During my recent run to become mayor of Toronto, one line I heard from a lot of people was that they were considering moving out of town if Olivia Chow won the election. The challenges on our streets have become so dire on a number of fronts—crime, affordability, gridlock—that an exodus from the cities is becoming more likely.
We’ll see how many people make good on their threat following Chow’s victory. These sorts of sentiments have become common, such as how American progressive celebrities pledged to move to Canada if Donald Trump won the presidency.
But this time feels different. There are already people who have left Toronto. Businesses could leave as well. There will also be lost opportunity costs, where investors and individuals who might have come to Toronto will stay away.
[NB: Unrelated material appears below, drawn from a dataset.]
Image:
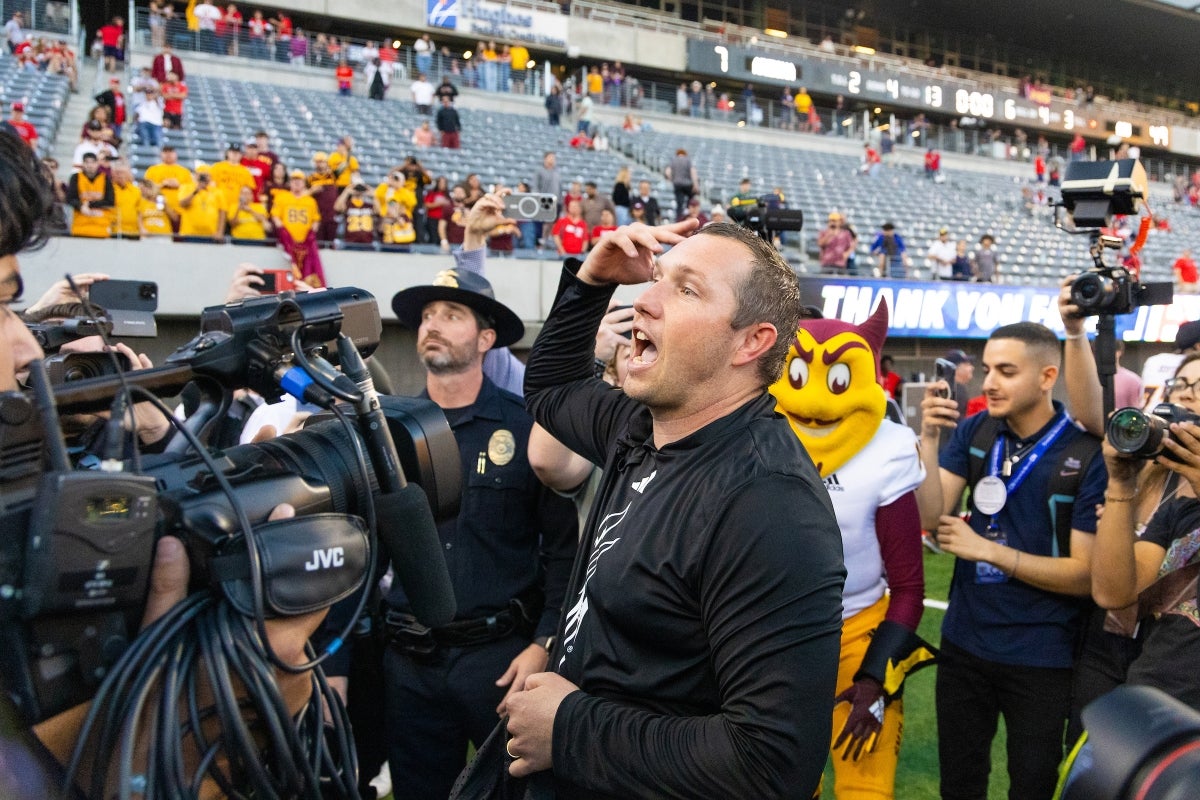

Let’s be clear. This isn’t so much about a specific distaste for Chow herself. Rather, it’s the sense that Toronto is in a state of decline and people are at their wits’ end. They want to see Toronto turned around and they believe a left-leaning mayor will only make things worse.
There’s now a lack of confidence in the city itself. This is tragic. And it’s not isolated to Toronto. There’s a general sense that our cities are in decline and too many members of the political class are unwilling or unable to acknowledge the situation and then do something about it.
Last week’s shooting death of an innocent bystander in the usually pleasant Leslieville neighbourhood in Toronto’s East End was for many a turning point in the city’s ongoing descent.
Karolina Huebner-Makurat was a middle-class mother of two young girls who was out walking on the sidewalk to get food when she was killed by a stray bullet. It’s the sort of heartbreaking tragedy that should never happen.
Leslieville has transformed in the past 20 years into one of the city’s trendier areas, with new cafes, microbreweries, and the rising property values that come with such gentrification. It’s the last place you’d expect a shooting.
Except for the fact that there is a drug-injection site in the area that’s been fuelling chaos. For years, it’s been plain obvious that drug sites create localized disorder among the people who use drugs—they act irrational and violent on the streets. But what also happens is that drug dealers flock to where their customers are, and the scum who were exchanging gunfire were part of that system.
No one was surprised to learn that one of the suspects arrested in the shooting has a long criminal record. It’s now been well over a year that the public and law enforcement have been demanding the federal government do something about the lax bail conditions that send criminals back onto the streets to inevitably re-offend. Yet so far we have seen no meaningful action.
The first press conference I gave as a mayoral candidate was to announce that I would phase out drug-injection sites and replace them with treatment centres. The more of these sites that are built in Canada—and there are more on the way—the more overdose deaths, public disorder, and crime we get as a result.
The Toronto Police Association made a social media post right after the shooting death that got directly to the point: “Where is the outrage from the public/local politicians over an innocent bystander being murdered in broad daylight on our city streets?”
We can’t become desensitized to these events. We can’t normalize them. The response should be anger. And any politician who claims the solution to these problems is more social programs or social workers needs to be publicly ridiculed for such an enabling response.
The truth is that Toronto, and other cities, are now suffering from many of the same “broken windows” problems that plagued the urban landscape back in the 1980s. A general sense of lawlessness is once again spreading throughout North America.
We are at risk of a downward spiral, where an inability or a reluctance to tackle these issues head-on only worsens the problem.
If people lose confidence in the safety of their city, businesses will no longer invest, there will be fewer jobs and opportunities, and the tax base will erode. We’ll have fewer funds for law enforcement and basic social services.
This happened to American cities in past generations and it’s happening again now. While Canadian cities aren’t yet as bad, we are trending in that direction. We must act now to stop a further decline.